商风道:“明日一早,末将召集全军将士一并修筑,风雨无阻。”
虢茂道:“殿下!无需修筑。小的推测辽军一时不会大举南下,辽军主将檀州都监左延章深知兵法,孤军深入大宋腹地实乃兵家大忌;左延章一万檀州铁骑经过两番厮杀定有折损,能收住雄州九县已是捉襟见肘;再则雄州刚被辽军攻破,雄州民心浮动,少不得半月安抚。”

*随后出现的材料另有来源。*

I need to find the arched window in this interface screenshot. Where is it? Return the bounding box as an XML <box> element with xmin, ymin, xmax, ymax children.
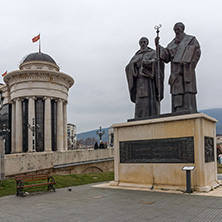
<box><xmin>22</xmin><ymin>99</ymin><xmax>28</xmax><ymax>152</ymax></box>
<box><xmin>0</xmin><ymin>104</ymin><xmax>11</xmax><ymax>154</ymax></box>
<box><xmin>35</xmin><ymin>98</ymin><xmax>44</xmax><ymax>152</ymax></box>
<box><xmin>51</xmin><ymin>100</ymin><xmax>57</xmax><ymax>151</ymax></box>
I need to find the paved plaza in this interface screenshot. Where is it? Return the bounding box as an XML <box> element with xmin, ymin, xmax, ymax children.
<box><xmin>1</xmin><ymin>182</ymin><xmax>222</xmax><ymax>222</ymax></box>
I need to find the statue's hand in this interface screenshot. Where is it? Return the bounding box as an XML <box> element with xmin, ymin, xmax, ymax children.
<box><xmin>142</xmin><ymin>59</ymin><xmax>155</xmax><ymax>66</ymax></box>
<box><xmin>142</xmin><ymin>59</ymin><xmax>147</xmax><ymax>65</ymax></box>
<box><xmin>155</xmin><ymin>37</ymin><xmax>160</xmax><ymax>46</ymax></box>
<box><xmin>149</xmin><ymin>58</ymin><xmax>158</xmax><ymax>62</ymax></box>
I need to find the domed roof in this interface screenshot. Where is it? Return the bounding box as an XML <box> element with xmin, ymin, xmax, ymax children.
<box><xmin>22</xmin><ymin>52</ymin><xmax>57</xmax><ymax>64</ymax></box>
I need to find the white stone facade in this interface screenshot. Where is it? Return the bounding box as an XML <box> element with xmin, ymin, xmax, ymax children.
<box><xmin>2</xmin><ymin>52</ymin><xmax>74</xmax><ymax>153</ymax></box>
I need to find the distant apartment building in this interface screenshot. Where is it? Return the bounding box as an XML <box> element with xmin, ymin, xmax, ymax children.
<box><xmin>67</xmin><ymin>123</ymin><xmax>77</xmax><ymax>149</ymax></box>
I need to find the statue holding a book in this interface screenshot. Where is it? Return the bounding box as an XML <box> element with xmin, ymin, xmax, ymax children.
<box><xmin>155</xmin><ymin>22</ymin><xmax>201</xmax><ymax>113</ymax></box>
<box><xmin>126</xmin><ymin>37</ymin><xmax>164</xmax><ymax>119</ymax></box>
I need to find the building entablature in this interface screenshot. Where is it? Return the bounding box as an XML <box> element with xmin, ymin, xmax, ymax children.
<box><xmin>4</xmin><ymin>69</ymin><xmax>74</xmax><ymax>88</ymax></box>
<box><xmin>3</xmin><ymin>70</ymin><xmax>74</xmax><ymax>102</ymax></box>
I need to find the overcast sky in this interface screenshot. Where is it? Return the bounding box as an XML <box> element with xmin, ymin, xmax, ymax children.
<box><xmin>0</xmin><ymin>0</ymin><xmax>221</xmax><ymax>133</ymax></box>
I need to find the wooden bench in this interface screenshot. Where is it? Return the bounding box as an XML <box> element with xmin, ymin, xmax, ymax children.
<box><xmin>15</xmin><ymin>173</ymin><xmax>56</xmax><ymax>196</ymax></box>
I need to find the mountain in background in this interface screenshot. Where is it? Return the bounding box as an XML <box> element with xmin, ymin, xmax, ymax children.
<box><xmin>77</xmin><ymin>127</ymin><xmax>110</xmax><ymax>143</ymax></box>
<box><xmin>77</xmin><ymin>108</ymin><xmax>222</xmax><ymax>141</ymax></box>
<box><xmin>200</xmin><ymin>108</ymin><xmax>222</xmax><ymax>135</ymax></box>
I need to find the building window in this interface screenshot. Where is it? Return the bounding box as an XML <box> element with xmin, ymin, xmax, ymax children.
<box><xmin>0</xmin><ymin>104</ymin><xmax>11</xmax><ymax>154</ymax></box>
<box><xmin>35</xmin><ymin>98</ymin><xmax>44</xmax><ymax>152</ymax></box>
<box><xmin>22</xmin><ymin>99</ymin><xmax>28</xmax><ymax>152</ymax></box>
<box><xmin>51</xmin><ymin>100</ymin><xmax>57</xmax><ymax>151</ymax></box>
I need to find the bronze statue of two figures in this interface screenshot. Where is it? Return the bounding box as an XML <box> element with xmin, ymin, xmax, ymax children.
<box><xmin>126</xmin><ymin>22</ymin><xmax>201</xmax><ymax>119</ymax></box>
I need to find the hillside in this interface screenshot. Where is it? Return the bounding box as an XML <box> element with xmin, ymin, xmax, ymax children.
<box><xmin>200</xmin><ymin>108</ymin><xmax>222</xmax><ymax>134</ymax></box>
<box><xmin>77</xmin><ymin>127</ymin><xmax>110</xmax><ymax>143</ymax></box>
<box><xmin>76</xmin><ymin>108</ymin><xmax>222</xmax><ymax>141</ymax></box>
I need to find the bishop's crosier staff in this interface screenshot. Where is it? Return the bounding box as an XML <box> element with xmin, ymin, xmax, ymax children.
<box><xmin>154</xmin><ymin>24</ymin><xmax>162</xmax><ymax>114</ymax></box>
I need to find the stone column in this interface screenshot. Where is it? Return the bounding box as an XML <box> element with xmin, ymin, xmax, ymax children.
<box><xmin>57</xmin><ymin>99</ymin><xmax>63</xmax><ymax>151</ymax></box>
<box><xmin>11</xmin><ymin>101</ymin><xmax>15</xmax><ymax>153</ymax></box>
<box><xmin>28</xmin><ymin>97</ymin><xmax>35</xmax><ymax>152</ymax></box>
<box><xmin>63</xmin><ymin>101</ymin><xmax>67</xmax><ymax>151</ymax></box>
<box><xmin>15</xmin><ymin>98</ymin><xmax>23</xmax><ymax>153</ymax></box>
<box><xmin>44</xmin><ymin>97</ymin><xmax>52</xmax><ymax>152</ymax></box>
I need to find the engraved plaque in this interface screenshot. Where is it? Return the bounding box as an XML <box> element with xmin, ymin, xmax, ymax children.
<box><xmin>205</xmin><ymin>137</ymin><xmax>214</xmax><ymax>163</ymax></box>
<box><xmin>120</xmin><ymin>137</ymin><xmax>194</xmax><ymax>163</ymax></box>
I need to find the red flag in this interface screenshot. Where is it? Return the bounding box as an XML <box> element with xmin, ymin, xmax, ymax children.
<box><xmin>32</xmin><ymin>34</ymin><xmax>40</xmax><ymax>43</ymax></box>
<box><xmin>2</xmin><ymin>71</ymin><xmax>7</xmax><ymax>77</ymax></box>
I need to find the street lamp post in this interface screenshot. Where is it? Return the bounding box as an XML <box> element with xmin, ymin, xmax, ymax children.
<box><xmin>96</xmin><ymin>126</ymin><xmax>105</xmax><ymax>143</ymax></box>
<box><xmin>70</xmin><ymin>134</ymin><xmax>76</xmax><ymax>149</ymax></box>
<box><xmin>27</xmin><ymin>118</ymin><xmax>39</xmax><ymax>152</ymax></box>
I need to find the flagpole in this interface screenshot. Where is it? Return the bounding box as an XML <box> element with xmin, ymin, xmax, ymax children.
<box><xmin>39</xmin><ymin>33</ymin><xmax>41</xmax><ymax>53</ymax></box>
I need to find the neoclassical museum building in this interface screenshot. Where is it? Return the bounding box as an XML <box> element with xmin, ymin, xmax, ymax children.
<box><xmin>0</xmin><ymin>52</ymin><xmax>74</xmax><ymax>154</ymax></box>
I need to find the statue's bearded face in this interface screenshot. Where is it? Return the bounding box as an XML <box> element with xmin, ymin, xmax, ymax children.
<box><xmin>139</xmin><ymin>38</ymin><xmax>148</xmax><ymax>50</ymax></box>
<box><xmin>174</xmin><ymin>25</ymin><xmax>184</xmax><ymax>37</ymax></box>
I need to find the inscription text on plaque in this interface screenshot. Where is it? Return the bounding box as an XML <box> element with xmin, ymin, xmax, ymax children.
<box><xmin>120</xmin><ymin>137</ymin><xmax>194</xmax><ymax>163</ymax></box>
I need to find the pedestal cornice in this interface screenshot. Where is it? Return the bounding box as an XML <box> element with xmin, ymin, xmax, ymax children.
<box><xmin>111</xmin><ymin>113</ymin><xmax>217</xmax><ymax>129</ymax></box>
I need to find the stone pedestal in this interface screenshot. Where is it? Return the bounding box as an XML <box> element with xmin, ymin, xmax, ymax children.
<box><xmin>111</xmin><ymin>113</ymin><xmax>219</xmax><ymax>192</ymax></box>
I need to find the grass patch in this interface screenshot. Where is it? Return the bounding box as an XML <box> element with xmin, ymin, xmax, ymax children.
<box><xmin>0</xmin><ymin>171</ymin><xmax>114</xmax><ymax>197</ymax></box>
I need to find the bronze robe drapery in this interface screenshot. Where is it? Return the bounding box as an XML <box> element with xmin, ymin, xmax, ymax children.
<box><xmin>159</xmin><ymin>34</ymin><xmax>201</xmax><ymax>113</ymax></box>
<box><xmin>126</xmin><ymin>47</ymin><xmax>164</xmax><ymax>119</ymax></box>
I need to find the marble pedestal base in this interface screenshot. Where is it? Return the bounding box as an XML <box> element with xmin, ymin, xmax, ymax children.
<box><xmin>111</xmin><ymin>113</ymin><xmax>219</xmax><ymax>192</ymax></box>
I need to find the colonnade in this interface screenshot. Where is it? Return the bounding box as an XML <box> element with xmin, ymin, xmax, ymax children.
<box><xmin>11</xmin><ymin>96</ymin><xmax>67</xmax><ymax>153</ymax></box>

贾素道:“左延章如果不考虑这些,孤注一掷挥兵南下呢?”
虢茂道:“长史大人,左延章绝不可能,他本是大宋的叛将,辽国对这位汉人降将怎么会放心,左延章心里最清楚,他一时侥幸拿下雄州定会谨小慎微,绝不敢得陇望蜀。”
贾素道:“如果幽州辽军前来又将如何?”
虢茂道:“幽州乃辽国南疆重镇,有五万雄兵镇守,若要进犯大宋腹地远远不够,若要南下定要召集幽州下辖五郡二十八县的军马,还要准备数万大军的粮草辎重,用兵准备再开拔到雄州下城至少要一个月。当下正是秋雨连绵季节,道路泥泞,一路沟壑坎坷,又要渡过两条大河,一月之内实难到达滚龙河对岸。”
赵光义、贾素等将信将疑。
郜琼道:“殿下!兵来将挡水来土掩,管他番奴啥时候来,来了咱就开兵见阵,如今咱们又添了力能拔山万人敌的虢茂这厮,还怕那左乘霸不成!”酒宴上略微紧张的气氛,被郜琼一言渐渐冲淡了。
元达对虢茂道:“存密兄早把我七哥的书信拿出来,哪有这番周折!”
贾素道:“存密不如此行事,怕你们小瞧了。”
郜琼道:“虢茂你这厮还记得向殿下借八千贯的事儿吗?莫不是真的?”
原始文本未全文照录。